Pinpoint your principles

With the current economic climate most brokers would be forgiven for focusing on the viability of their business models and how they are going to maintain stable income levels in an uncertain market. Worrying about another layer of regulatory changes is likely to be the last thing on their minds. However, the FSA has made it very clear that tough market conditions will not alter the agenda for TCF and any firm that comes up short will be punished, indeed the blame culture that is pervading the economy at the moment may, regardless of facts, end up at the brokers’ doors.
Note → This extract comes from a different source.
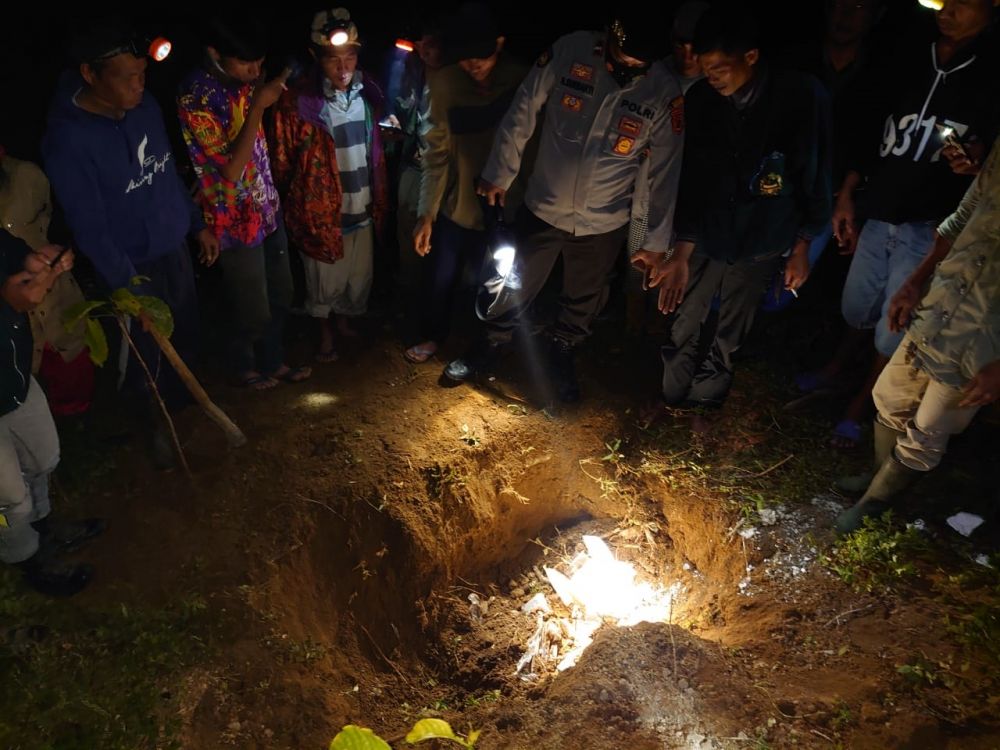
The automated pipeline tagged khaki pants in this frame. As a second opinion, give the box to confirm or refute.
[873,336,981,471]
[301,224,374,318]
[0,378,59,564]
The ambiguity about the move towards principles-based regulation has been much debated. Some industry watchers thought the shift would give firms greater freedom giving them more discretion when implementing TCF. Others have pinpointed the conflict that lies in a principles-based TCF approach coupled with a highly prescriptive mortgage rulebook.

Principles

Regardless of your viewpoint there is a universal problem with the principles-based approach in that it fails to give firms clear guidelines and can lead to different approaches being taken for different clients. The difficulty of this approach is the capture and reporting of information in a way that shows a disciplined approach, but is applied in a bespoke manner. An ambiguous principles-based approach, regardless of its correctness for the client, will make it difficult for brokers to demonstrate that they are indeed adhering to TCF.

The FSA has already expressed concern that, whilst it believes most firms are committed to the spirit of TCF, there is little evidence that they are making the cultural changes needed to treat their customers fairly. The FSA says that adherence needs to be demonstrated through a range of measures looking at the customer’s experience, from initial advertising and advice given to the borrower through to after-sales support. Firms that are having the greatest success in delivering TCF are those that recognise it as something that can deliver real commercial benefits, if carried out in the right way.

Standards

Firms will also need to be able to show the FSA that they have been meeting the required standards for the months leading up to the end-of-year deadline.
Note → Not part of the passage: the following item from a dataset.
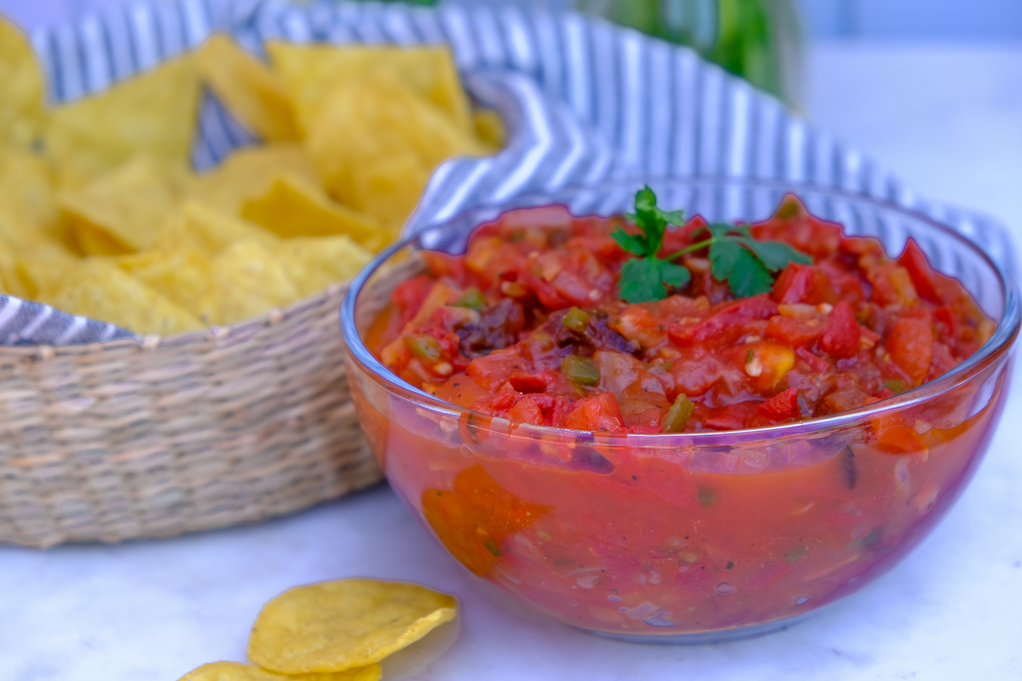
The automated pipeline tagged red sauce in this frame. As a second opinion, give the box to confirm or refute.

So what measures can brokers take to ensure that they are able to prove to the Regulator that they are adhering to TCF, especially taking into account the possible ambiguity of a principles-based approach? One solution is for brokers to talk to their technology provider to ensure that they have appropriate functionality in place in order to not only meet the regulatory needs of TCF, but also the management information to prove it.

Our experience shows that much of the regulatory battle can be won if the technology solution can demonstrate a structured process is in place. The process is in reality fairly simple and should allow you to collect the client’s circumstances effectively, research the marketplace for suitable solutions, communicate them effectively (email, letter, face to face) and then document the recommendations efficiently. Ironically, demonstrating that you have a structured process in place and are collecting the right data that allows you to then produce the right metrics is as important as your decision making in order to satisfy TCF.

Appropriate technology takes the effort out of producing a customised suitability letter as a comprehensive set of compliance rules can run on the data collected and highlight pertinent compliance issues along the way ensuring that smaller nuanced issues don’t trip brokers up, it can then detail the client’s circumstances and the adviser’s recommendations along with any other pertinent facts in a client friendly letter.

Point of sale

Brokers need to talk to their point-of-sale providers as soon as possible to ensure that the systems that they use provide a structured process including comprehensive fact finding, compliance rules engines and comprehensive rule-driven suitability documents, which are key in order to be able to produce the necessary metrics required for TCF.

From a broader perspective, brokers should also take advantage of the wealth of information available to them, including training manuals and support material from networks and mortgage clubs. The FSA has also published material illustrating good and poor practice in the measurement of outcomes, using examples observed during previous assessments.

In its last update on progress, published in the summer, the FSA said that of the sample of firms tested only 13 per cent of firms met the March deadline. However, it said it was confident that with a substantial, continuing effort, approximately 80 per cent of the sample was still capable of meeting the December deadline. Whether its findings are a true reflection of brokers’ efforts or not, it is clear that no matter what turmoil is happening in the economy at present, the FSA is still sticking to its agenda. It is up to the broker community now to focus on meeting the December deadline. Times may certainly be tough at the moment, but they will only get tougher if brokers decide to push TCF back down the priority list.